Oldtimer-Rallye nach Gersthofen
Die Oldtimer-Rallye Augsburger Land flirtet gern mit der Zahl 200. Hintergrund: Die Veranstalter erwarten auch heuer rund 200 teilnehmende Fahrzeuge. Diese legen in der sechsten Auflage der Tour circa 200 Kilometer zurück. Los geht es am Sonntag, 29. Juli, um 8.30 Uhr in Kleinaitingen. Endstation ist gegen 15.30 Uhr in Gersthofen.
Rallye-Begründer Stefan Steinbacher hat wieder eine attraktive Rundfahrt sowohl für die Teilnehmer als auch für die unzähligen Zaungäste entlang der Strecke zusammengestellt. Diesmal geht es quer durchs Augsburger Land mit Abstecher in die Nachbarlandkreise.

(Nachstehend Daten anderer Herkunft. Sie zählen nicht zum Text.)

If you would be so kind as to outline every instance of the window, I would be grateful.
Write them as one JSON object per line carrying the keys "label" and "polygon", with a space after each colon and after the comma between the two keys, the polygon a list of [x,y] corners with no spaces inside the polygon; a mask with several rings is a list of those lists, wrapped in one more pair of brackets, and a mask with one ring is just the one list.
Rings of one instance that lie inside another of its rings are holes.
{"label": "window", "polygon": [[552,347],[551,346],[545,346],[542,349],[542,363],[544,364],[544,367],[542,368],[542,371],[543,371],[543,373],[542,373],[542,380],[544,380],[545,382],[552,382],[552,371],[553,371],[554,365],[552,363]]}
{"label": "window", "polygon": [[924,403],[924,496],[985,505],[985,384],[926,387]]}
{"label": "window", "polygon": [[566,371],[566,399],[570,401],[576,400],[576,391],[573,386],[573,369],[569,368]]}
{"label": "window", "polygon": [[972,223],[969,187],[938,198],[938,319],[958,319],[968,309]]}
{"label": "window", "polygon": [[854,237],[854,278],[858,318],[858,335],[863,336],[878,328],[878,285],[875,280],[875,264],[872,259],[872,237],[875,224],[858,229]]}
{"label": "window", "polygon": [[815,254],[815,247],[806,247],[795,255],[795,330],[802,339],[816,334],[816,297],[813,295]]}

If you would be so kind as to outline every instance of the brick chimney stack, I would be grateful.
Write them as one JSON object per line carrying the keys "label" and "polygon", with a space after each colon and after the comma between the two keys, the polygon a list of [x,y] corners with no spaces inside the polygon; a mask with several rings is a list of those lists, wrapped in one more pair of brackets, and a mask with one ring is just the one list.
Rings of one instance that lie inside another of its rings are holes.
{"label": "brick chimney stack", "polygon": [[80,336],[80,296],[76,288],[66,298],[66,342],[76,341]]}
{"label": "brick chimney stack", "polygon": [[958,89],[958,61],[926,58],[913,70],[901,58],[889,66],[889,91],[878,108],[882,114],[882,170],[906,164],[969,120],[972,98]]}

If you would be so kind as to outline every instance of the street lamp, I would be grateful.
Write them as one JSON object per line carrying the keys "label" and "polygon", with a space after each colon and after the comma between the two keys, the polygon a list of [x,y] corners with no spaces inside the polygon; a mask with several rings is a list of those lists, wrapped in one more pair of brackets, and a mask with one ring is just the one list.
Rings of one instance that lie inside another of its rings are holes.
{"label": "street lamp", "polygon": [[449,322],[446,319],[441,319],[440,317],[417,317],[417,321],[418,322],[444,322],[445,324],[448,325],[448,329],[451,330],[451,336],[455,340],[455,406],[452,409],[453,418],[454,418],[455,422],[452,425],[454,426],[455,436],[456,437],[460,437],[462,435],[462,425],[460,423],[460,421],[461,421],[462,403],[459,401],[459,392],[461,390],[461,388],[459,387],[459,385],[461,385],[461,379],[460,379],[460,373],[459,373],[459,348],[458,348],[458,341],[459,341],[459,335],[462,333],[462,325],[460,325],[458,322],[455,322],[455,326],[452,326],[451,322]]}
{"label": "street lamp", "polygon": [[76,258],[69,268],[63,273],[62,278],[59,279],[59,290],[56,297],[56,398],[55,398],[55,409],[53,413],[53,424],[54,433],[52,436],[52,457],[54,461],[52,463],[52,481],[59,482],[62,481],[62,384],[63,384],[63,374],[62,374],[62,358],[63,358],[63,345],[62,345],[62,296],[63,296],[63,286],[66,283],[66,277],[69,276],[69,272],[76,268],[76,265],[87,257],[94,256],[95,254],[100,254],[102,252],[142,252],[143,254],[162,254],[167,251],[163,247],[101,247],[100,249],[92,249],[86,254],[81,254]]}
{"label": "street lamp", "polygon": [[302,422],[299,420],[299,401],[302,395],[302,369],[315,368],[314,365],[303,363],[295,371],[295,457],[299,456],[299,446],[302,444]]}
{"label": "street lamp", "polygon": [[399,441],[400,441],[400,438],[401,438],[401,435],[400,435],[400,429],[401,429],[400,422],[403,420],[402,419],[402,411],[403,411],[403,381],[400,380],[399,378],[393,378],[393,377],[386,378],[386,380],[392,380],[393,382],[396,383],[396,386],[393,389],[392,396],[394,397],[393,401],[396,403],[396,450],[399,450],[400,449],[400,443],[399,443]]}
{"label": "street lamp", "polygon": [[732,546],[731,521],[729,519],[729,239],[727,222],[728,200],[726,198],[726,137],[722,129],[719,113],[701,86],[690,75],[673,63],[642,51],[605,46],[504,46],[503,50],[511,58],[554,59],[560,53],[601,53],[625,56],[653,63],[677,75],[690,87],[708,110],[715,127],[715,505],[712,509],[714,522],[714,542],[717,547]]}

So geben die Oldtimer ihre Visitenkarte auch in den Landkreisen Aichach-Friedberg, Landsberg am Lech, Unterallgäu, Günzburg, Dillingen und Donau-Ries ab. Damit sei Abwechslung garantiert, verspricht Steinbacher.
Ziel der Rallye ist nämlich nicht nur, die Oldtimer einer breiten Öffentlichkeit zu präsentieren und den Spaß der Autolenker zu befeuern, sondern auch das Kennenlernen der Heimat. Und so beinhaltet die Strecke wieder Etappen, die man so noch nie oder nur selten entdeckt hat.
Die Rallye wurde 2007 ins Leben gerufen. Von Anfang an sollte sie ein Bindeglied zwischen Mensch und Region darstellen. In den bisher fünf Durchgängen wies die Streckenführung insgesamt circa 1500 Kilometer auf. Von Jahr zu Jahr stieg die Beliebtheit des Spektakels. Mittlerweile zählt es zu den Höhepunkten im Veranstaltungskalender des Landkreises Augsburg.
Heuer wartet die Rallye zudem mit einer Neuerung auf. Für die ganz Alten unter den Oldtimern wird eine besondere, kürzere Route ausgewiesen. Damit soll beispielsweise auch den verschiedenen Ford T-Modellen aus der Vorkriegszeit mit ihren PS-schwachen Motoren die Teilnahme ermöglicht werden.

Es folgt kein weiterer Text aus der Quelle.